La Coupe des Confédérations de football, prise à contre-pied par un mouvement historique de révolte sociale, a révélé un autre visage du Brésil et suscite des interrogations à un an du Mondial-2014, qui devait consacrer l'image dynamique d'un pays émergent confiant dans son avenir.

Malgré les craintes initiales sur les retards des stades, ce galop d'essai avant le retour de la Coupe du Monde à la Mecque du «futebol» a été un succès sportif couronné dimanche par la brillante victoire du Brésil sur l'Espagne championne du monde.

Malgré quelques couacs, l'organisation a dans l'ensemble bien fonctionné.

Mais au vaste chantier d'infrastructures qui attend encore le pays est venu s'ajouter l'immense défi social et politique lancé par un mouvement de protestation soutenu par les trois quarts des Brésiliens.

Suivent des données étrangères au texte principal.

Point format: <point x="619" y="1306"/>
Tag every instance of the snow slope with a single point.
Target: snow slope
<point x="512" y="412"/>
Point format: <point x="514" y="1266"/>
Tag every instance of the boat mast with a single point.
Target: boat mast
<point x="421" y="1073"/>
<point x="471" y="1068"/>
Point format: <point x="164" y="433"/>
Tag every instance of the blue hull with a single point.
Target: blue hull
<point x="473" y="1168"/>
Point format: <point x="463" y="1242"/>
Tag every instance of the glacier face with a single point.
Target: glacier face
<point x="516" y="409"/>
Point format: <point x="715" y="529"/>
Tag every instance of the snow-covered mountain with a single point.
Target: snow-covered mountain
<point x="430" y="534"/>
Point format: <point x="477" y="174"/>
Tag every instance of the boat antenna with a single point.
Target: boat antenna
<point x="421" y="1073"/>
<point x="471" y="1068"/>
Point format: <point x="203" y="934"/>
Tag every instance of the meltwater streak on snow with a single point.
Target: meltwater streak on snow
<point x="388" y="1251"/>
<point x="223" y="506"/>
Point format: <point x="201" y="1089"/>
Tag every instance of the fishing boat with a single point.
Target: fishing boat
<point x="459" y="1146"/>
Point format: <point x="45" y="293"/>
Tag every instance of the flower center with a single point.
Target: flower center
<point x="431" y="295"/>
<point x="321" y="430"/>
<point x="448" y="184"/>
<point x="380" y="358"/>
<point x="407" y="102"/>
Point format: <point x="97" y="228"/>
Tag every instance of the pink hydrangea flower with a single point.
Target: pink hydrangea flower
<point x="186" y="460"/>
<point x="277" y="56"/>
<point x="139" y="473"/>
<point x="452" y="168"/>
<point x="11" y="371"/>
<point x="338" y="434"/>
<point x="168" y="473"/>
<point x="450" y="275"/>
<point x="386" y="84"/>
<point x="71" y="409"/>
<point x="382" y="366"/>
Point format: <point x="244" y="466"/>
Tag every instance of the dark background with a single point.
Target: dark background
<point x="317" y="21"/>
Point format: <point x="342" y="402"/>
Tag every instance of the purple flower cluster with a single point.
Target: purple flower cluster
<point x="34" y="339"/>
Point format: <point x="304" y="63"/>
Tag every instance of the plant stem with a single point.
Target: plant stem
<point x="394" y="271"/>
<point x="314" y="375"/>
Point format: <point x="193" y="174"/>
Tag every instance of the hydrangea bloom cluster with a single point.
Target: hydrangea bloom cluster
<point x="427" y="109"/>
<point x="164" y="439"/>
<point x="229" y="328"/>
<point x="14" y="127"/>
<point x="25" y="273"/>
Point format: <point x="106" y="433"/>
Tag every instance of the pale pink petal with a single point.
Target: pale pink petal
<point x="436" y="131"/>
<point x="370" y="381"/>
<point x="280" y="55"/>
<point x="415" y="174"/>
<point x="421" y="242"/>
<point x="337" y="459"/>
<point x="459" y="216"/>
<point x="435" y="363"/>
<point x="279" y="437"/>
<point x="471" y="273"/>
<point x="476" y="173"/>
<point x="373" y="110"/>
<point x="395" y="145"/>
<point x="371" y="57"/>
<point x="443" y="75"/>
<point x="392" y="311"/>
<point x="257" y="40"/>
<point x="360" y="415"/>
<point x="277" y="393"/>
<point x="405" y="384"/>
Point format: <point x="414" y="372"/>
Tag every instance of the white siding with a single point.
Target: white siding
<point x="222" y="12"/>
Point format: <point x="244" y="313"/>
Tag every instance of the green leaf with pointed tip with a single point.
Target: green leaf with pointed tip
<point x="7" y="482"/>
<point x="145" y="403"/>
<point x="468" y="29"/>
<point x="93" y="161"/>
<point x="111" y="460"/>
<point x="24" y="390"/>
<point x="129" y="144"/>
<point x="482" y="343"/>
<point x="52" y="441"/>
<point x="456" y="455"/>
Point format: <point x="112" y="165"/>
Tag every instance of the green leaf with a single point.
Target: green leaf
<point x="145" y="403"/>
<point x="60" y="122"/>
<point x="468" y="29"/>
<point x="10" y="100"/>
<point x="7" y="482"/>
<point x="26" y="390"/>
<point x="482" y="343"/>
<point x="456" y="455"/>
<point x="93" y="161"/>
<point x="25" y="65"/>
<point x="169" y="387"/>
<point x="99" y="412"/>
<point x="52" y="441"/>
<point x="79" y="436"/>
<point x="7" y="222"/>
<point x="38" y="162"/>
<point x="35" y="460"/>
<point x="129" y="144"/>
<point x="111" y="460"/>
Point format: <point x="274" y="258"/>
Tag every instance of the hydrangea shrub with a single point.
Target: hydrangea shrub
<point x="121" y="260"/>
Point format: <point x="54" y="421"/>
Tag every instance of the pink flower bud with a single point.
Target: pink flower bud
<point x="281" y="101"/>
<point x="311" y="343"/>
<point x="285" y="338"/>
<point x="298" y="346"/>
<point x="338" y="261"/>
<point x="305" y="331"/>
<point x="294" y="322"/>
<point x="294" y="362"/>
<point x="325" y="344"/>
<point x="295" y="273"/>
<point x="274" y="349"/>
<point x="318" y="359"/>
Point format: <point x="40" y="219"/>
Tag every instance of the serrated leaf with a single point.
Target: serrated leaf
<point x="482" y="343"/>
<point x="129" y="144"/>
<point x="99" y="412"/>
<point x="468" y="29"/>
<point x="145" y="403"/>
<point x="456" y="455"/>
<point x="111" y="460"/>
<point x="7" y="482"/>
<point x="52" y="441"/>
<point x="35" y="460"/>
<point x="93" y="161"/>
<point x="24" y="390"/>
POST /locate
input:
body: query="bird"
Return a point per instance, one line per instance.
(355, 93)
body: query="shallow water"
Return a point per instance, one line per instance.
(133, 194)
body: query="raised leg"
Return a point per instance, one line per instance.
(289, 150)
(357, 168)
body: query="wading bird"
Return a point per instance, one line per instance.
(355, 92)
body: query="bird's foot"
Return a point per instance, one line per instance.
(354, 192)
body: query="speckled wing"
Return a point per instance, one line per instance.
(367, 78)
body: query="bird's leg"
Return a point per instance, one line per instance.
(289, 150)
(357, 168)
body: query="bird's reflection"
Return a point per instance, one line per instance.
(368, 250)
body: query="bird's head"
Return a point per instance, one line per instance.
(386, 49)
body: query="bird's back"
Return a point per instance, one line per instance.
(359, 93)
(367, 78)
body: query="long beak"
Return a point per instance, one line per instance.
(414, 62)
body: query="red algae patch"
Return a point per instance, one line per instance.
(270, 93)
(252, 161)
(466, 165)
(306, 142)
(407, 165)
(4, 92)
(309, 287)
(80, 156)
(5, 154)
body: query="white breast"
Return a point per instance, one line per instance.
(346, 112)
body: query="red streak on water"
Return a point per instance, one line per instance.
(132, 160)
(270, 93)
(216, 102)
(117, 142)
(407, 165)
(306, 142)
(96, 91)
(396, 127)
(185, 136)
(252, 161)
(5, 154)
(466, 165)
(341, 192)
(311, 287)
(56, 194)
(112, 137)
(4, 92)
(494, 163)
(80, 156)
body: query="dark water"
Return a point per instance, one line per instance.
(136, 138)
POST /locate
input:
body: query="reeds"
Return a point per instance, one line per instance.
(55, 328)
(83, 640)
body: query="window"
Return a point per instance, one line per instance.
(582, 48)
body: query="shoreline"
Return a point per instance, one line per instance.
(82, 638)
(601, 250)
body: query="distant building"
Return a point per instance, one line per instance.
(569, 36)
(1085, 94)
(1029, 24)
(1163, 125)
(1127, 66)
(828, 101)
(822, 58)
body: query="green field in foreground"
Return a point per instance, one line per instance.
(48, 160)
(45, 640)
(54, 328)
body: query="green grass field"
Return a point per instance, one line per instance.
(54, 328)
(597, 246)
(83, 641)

Pour le galop d'essai du Mondial, le gouvernement avait concocté un solide plan de sécurité pour parer aux débordements de partisans violents, contenir le crime organisé ou empêcher une attaque terroriste...

Mais pas pour faire face à la poussée d'exaspération sociale aussi puissante qu'inattendue d'une jeune génération urbaine révoltée par les dépenses du Mondial, l'indigence des services publics de base et la corruption d'une classe politique honnie.

Le gouvernement brésilien et la FIFA comptaient tourner avec la Coupe des Confédérations la bande-annonce idyllique d'une fête colorée au pays chaleureux et dynamique du football-samba, sur fond de success-story socio-économique.

Le monde entier a assisté en direct à un tout autre film et découvert un visage moins exotique du Brésil. Le tout pimenté par des images-chocs d'affrontements entre groupes radicaux et policiers militaires aux méthodes brutales. Jets de pierre contre gaz lacrymogènes, balles en caoutchouc et coups de matraque. Partisans suffoquant et choqués à leur arrivée aux stades.

Beaucoup craignent, y compris la FIFA, que les manifestations ne durent et reprennent en vigueur très bientôt lors des Journées mondiales de la Jeunesse catholique et de la visite du Pape François du 23 au 28 juillet..

Voire qu'elles ne se réactivent l'été prochain pendant le Mondial, qui sera suivi à l'automne par des élections présidentielle et législatives périlleuses pour les élus de tous bords.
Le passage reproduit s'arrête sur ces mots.